- Born: June 1, 1909 Guangzhou city, Guangdong province, Qing Empire
- Died: May 21, 1985 (aged 75) British Hong Kong
- Other names: Lee San-Fung, Li Chenfeng, Li Chen-Feng, Li Sun-Fong, Lee Ping-Kuen
- Occupations: Film director; writer; actor;
- Spouse: Yuet-ching Lee
- Relatives: Sil-hong Lee (son)

= Lee Sun-fung =

Chinese film director

Lee Sun-fung (李晨風) (1 June 1909 - 21 May 1985) was a Chinese film director, writer and actor from Hong Kong.

== Early life ==
On 1 June 1909, Lee was born in Guangdong, Qing Empire.

== Career ==
Between 1940 and 1978, Lee has directed over 50 Hong Kong films.

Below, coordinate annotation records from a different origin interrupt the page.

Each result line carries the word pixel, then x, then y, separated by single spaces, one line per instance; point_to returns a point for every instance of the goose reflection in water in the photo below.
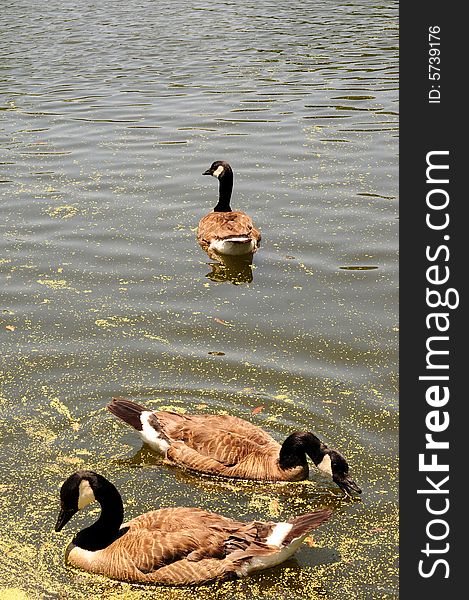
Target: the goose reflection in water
pixel 231 269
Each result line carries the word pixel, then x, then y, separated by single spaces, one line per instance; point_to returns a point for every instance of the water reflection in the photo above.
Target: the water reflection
pixel 231 269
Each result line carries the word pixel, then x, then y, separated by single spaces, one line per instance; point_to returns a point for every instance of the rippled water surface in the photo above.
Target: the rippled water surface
pixel 110 112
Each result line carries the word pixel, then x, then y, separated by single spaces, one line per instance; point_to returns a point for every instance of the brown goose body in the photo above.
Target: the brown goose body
pixel 229 446
pixel 225 231
pixel 173 546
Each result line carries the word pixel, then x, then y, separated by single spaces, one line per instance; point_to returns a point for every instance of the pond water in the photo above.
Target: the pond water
pixel 111 111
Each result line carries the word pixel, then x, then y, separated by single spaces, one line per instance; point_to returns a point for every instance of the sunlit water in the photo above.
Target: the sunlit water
pixel 111 111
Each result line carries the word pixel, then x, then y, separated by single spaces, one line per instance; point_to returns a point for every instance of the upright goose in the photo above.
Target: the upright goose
pixel 225 231
pixel 231 447
pixel 172 546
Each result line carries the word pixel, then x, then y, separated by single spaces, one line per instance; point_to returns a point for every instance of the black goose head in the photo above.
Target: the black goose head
pixel 219 169
pixel 329 461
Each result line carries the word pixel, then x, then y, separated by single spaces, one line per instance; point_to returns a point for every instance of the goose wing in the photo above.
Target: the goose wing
pixel 213 441
pixel 220 225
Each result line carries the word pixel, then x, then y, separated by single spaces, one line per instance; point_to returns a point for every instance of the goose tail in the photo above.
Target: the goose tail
pixel 303 524
pixel 128 411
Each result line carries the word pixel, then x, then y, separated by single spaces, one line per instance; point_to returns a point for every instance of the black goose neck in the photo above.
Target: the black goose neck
pixel 107 528
pixel 296 446
pixel 225 187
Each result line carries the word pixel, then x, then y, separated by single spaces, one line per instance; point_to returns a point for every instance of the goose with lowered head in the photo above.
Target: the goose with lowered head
pixel 225 231
pixel 232 447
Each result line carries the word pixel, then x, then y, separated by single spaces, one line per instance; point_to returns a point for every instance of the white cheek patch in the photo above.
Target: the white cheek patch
pixel 85 495
pixel 150 436
pixel 325 465
pixel 279 533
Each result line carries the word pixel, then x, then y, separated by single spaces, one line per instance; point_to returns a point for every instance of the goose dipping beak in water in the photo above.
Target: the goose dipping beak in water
pixel 225 231
pixel 173 546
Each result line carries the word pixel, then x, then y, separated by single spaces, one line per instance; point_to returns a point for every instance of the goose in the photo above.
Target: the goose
pixel 172 546
pixel 232 447
pixel 225 231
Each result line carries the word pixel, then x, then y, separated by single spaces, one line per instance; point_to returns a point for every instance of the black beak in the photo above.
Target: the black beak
pixel 64 517
pixel 349 486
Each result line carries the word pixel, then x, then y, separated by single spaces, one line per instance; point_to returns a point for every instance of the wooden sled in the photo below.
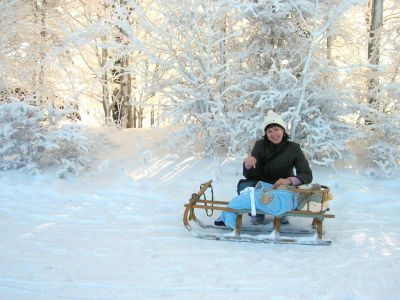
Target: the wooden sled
pixel 204 201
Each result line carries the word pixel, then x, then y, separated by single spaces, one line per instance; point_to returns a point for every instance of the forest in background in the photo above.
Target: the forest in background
pixel 331 68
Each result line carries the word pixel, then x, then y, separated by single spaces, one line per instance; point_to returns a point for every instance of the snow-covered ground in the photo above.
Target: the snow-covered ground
pixel 116 232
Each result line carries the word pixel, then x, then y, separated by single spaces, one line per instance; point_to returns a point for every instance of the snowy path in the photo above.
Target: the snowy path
pixel 119 235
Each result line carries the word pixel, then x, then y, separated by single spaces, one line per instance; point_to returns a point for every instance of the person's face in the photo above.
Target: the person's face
pixel 275 134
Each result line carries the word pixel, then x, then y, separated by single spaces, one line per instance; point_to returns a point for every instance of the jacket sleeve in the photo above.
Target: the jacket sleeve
pixel 254 173
pixel 303 170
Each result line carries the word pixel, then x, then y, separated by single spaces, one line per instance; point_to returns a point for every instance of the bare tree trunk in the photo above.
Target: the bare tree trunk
pixel 40 18
pixel 375 26
pixel 125 95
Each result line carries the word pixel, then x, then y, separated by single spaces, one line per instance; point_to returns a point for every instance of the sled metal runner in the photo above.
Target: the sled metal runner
pixel 256 234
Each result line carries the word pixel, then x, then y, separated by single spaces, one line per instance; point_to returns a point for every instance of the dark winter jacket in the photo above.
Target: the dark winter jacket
pixel 276 161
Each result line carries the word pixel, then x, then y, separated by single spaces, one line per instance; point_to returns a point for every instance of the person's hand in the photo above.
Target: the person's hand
pixel 282 181
pixel 250 162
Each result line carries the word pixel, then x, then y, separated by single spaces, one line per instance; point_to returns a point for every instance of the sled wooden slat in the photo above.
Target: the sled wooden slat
pixel 199 201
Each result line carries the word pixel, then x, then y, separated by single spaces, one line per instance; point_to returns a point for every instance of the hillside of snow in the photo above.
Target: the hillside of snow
pixel 116 232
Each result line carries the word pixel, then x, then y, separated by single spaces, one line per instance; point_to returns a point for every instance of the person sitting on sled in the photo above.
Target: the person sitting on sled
pixel 272 161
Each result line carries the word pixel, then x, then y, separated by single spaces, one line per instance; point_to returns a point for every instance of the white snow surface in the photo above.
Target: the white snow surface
pixel 116 232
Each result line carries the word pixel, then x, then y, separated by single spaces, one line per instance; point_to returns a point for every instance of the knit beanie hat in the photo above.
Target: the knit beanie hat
pixel 274 118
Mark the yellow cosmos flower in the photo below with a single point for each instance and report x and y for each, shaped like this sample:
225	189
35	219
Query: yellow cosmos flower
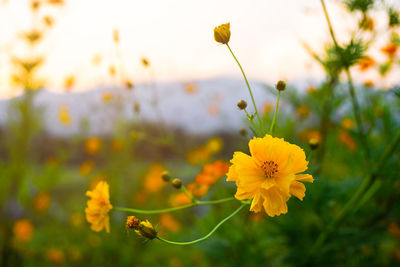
222	33
98	207
270	175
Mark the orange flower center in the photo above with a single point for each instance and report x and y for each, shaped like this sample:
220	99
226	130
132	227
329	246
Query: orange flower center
269	168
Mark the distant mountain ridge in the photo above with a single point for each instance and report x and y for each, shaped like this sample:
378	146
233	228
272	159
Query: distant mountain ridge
210	107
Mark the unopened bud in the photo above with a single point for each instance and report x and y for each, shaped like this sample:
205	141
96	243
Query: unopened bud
313	143
147	230
242	104
165	176
177	183
132	223
222	33
280	85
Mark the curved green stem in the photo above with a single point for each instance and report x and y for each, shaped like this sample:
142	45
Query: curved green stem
356	107
198	203
207	235
248	86
271	129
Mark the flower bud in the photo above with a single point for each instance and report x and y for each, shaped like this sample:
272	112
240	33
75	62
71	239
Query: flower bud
313	143
147	230
145	62
129	84
165	176
132	223
242	104
222	33
177	183
243	132
280	85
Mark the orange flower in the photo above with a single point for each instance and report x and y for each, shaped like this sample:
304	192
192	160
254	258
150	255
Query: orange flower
98	207
365	63
213	110
69	82
212	172
346	139
153	181
145	62
112	71
390	49
369	83
63	116
303	111
347	123
76	219
311	89
271	175
41	202
214	145
198	190
107	97
222	33
117	145
23	230
93	145
86	167
55	256
308	134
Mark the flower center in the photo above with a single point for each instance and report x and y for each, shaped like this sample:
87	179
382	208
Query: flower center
269	168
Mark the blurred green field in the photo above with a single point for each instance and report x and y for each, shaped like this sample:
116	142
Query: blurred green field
349	131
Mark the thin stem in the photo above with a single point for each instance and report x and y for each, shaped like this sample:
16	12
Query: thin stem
328	20
188	194
198	203
248	86
207	235
356	111
271	129
356	107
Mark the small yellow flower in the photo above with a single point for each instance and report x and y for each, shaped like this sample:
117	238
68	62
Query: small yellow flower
222	33
145	62
41	202
69	82
271	175
23	230
147	230
93	145
86	167
98	207
55	256
132	222
107	97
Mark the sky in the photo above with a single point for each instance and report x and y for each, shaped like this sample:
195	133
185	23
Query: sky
176	36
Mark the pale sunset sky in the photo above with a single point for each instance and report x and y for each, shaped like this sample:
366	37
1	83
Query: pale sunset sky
177	37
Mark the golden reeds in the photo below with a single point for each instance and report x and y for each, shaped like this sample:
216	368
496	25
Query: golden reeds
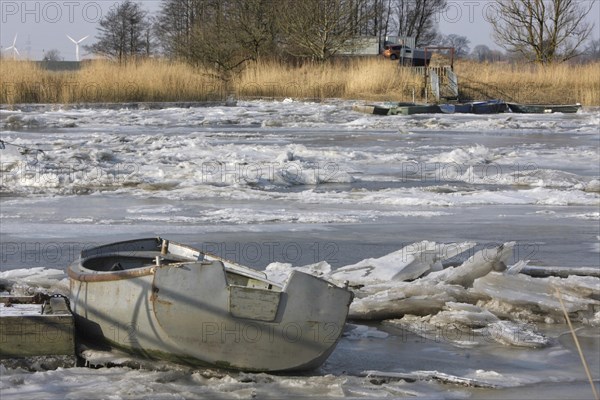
372	78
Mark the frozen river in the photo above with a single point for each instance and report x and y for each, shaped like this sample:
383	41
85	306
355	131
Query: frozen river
287	184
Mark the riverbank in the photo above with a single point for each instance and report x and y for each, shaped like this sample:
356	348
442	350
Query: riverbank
374	79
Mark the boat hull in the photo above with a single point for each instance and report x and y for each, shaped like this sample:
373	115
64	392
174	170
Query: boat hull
199	313
544	108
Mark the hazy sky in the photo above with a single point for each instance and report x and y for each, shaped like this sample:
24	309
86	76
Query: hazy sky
43	25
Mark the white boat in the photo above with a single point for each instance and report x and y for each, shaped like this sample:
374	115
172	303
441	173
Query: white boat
164	300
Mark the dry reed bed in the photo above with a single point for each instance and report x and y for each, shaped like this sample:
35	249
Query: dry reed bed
366	79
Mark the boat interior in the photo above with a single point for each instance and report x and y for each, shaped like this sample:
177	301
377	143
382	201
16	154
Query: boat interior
235	275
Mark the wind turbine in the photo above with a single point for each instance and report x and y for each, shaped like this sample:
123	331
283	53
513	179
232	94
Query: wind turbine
14	48
77	45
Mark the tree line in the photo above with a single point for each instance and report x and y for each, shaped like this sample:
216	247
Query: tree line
227	33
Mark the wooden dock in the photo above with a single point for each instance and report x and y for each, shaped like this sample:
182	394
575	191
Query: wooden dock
32	329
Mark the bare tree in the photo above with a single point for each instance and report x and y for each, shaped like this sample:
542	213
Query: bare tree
123	33
176	23
543	31
417	18
592	51
320	29
255	23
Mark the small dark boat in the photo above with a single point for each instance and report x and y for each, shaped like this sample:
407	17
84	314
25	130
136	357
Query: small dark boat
466	108
489	107
543	108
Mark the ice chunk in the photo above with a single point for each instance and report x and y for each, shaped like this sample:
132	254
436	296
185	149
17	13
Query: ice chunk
514	295
408	263
478	265
419	298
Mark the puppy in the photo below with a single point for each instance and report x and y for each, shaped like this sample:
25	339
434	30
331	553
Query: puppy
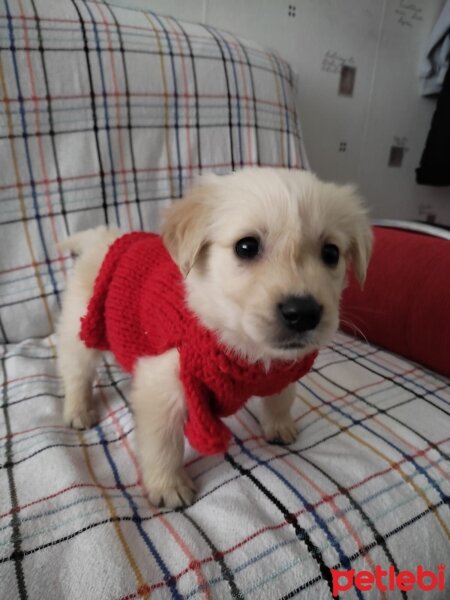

Three of his films were included in the Hong Kong Film Awards' list of "Best 100 Chinese Motion Pictures" in 2005: The Orphan (1960), Cold Nights (1955), and Feast of a Rich Family (1959), which he co-directed with Lee Tit, Ng Wui and Lo Ji-Hung.
Lee is credited with over 60 films as director, over 50 films as writer, and over 15 films as actor.

== Filmography ==
=== Films ===
This is a partial list of films.
- 1941 The Metropolis
- 1955 Cold Nights (寒夜) - Director, writer
- 1960 The Orphan - Director
- 1972 The Loner - Director

== Personal life ==
Lee's wife is Yuet-ching Lee, an actress. Lee's third son is Sil-hong Lee. On 21 May 1985, Lee died.